WHEN FEAR IS NEAR: MOBBS’S VIRTUAL PREDATOR RESEARCH
Dean Mobbs of the University College London and colleagues, took a very evolutionary approach to studying fear that largely confirmed the Damasio group’s work described above, as well as De Molina and Hunsperger’s work emphasizing the emotional importance of the PAG. Mobbs’s group used high-resolution fMRI, rather than PET, to acquire participants’ brain images during a computer-simulated survival challenge called the virtual predator and prey paradigm (Mobbs et al., 2007, p. 1080), or what they sometimes referred to as an active escape-from-pain task.
This task required volunteer subjects to escape from the virtual predator to avoid receiving a painful electric shock intended to simulate the predator’s bite. It involved displaying the positions of the predator and the participant (who was the prey) on a two-dimensional maze grid that appeared on a screen, which the subject could see while in the scanner. In an initial neutral “pre-encounter” phase, the symbol depicting the inactive predator was displayed in the lower left corner of the grid or wandering about the maze but posing no
immediate danger, and the symbol for the subject appeared in the upper right corner of the grid. Next, in a “postencounter” cue phase, the threat was detected: the subject saw that the “flashing” predator was active and also learned whether being captured by the predator would result in one shock (for the low level of pain) or three shocks (for the high level of pain). Then, when the predator symbol ceased flashing, the “chase” phase was on, and the participant could now attempt to move his or her symbol to escape the predator. If captured by the predator, the subject received the amount of painful shock previously indicated. Importantly, Mobbs et al.’s (2007) results showed that their subjects were motivated to escape the shocks, especially the higher level.

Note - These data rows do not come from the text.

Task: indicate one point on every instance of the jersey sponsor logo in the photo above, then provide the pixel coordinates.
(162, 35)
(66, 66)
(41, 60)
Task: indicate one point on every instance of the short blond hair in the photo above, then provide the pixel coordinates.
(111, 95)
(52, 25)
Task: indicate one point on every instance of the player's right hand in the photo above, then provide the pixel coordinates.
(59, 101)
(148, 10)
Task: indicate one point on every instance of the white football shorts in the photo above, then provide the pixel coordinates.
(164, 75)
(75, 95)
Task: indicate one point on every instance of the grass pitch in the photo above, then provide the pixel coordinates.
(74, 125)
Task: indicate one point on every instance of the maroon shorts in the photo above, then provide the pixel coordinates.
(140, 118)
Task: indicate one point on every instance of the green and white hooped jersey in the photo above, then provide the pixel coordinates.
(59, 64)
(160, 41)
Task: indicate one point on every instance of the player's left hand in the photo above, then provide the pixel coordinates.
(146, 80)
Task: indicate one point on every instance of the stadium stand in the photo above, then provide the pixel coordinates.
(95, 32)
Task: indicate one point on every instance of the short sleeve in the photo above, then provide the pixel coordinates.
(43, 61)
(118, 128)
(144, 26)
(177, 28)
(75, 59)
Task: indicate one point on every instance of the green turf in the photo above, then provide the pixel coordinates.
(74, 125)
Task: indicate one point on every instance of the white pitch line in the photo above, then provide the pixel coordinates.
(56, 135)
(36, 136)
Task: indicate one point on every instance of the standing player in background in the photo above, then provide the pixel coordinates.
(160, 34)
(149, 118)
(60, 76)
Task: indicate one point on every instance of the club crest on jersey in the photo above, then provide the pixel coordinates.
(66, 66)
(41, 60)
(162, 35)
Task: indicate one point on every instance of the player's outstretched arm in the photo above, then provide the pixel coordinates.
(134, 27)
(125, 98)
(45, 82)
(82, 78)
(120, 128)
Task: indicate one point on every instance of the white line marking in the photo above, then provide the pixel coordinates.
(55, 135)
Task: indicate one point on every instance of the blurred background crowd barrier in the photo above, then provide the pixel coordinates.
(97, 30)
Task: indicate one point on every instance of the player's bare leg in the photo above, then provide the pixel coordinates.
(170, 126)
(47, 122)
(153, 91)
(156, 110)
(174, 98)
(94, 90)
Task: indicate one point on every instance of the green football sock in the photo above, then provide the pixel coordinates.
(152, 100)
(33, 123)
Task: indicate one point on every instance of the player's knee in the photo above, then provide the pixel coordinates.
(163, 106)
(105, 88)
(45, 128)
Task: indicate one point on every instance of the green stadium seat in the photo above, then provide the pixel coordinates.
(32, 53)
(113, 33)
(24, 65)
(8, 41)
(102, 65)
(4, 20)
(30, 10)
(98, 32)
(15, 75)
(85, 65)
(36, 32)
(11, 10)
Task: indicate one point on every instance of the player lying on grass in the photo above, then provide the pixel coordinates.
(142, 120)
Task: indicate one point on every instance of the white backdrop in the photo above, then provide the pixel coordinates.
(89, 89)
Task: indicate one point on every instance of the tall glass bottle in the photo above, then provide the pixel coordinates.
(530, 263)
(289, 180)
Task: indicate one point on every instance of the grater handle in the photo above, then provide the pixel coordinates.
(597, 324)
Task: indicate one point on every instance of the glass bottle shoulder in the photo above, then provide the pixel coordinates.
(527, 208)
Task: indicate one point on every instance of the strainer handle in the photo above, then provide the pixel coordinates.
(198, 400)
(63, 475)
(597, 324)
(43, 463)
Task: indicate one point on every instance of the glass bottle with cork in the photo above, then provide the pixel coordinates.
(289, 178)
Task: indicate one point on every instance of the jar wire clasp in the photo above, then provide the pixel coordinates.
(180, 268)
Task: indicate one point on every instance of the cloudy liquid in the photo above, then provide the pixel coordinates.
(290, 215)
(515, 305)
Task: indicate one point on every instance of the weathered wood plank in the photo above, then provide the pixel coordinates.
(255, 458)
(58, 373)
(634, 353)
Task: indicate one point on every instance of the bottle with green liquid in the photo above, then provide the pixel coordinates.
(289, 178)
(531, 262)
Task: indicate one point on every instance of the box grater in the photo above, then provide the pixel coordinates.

When the threat was first detected but not yet imminent, their analysis showed enhanced activity in frontal cortical areas such as the medial orbitofrontal cortex (mOFC; just above the eyes—orbit is another term for eye socket), the ventromedial prefrontal cortex (vmPFC) (just above the mOFC), and the anterior cingulate cortex (ACC), an adjacent older cortical area known to be involved in pain processing. During the chase phase, increased activity was observed in subcortical areas such as the PAG. As the threat became more imminent (regardless of whether subjects were caught and received the shock, or managed to escape from the virtual predator and received no shock), PAG and amygdala activity were evident, with the highest PAG activity occurring when subjects were facing the highest imminent shock level. These researchers also asked their subjects to rate the levels of “dread” of being chased and “confidence” of escaping capture that they had experienced. Increased dread and lower confidence were also associated with increased PAG activity, whereas diminished dread and higher confidence of escaping were associated with stronger prefrontal cortical activity.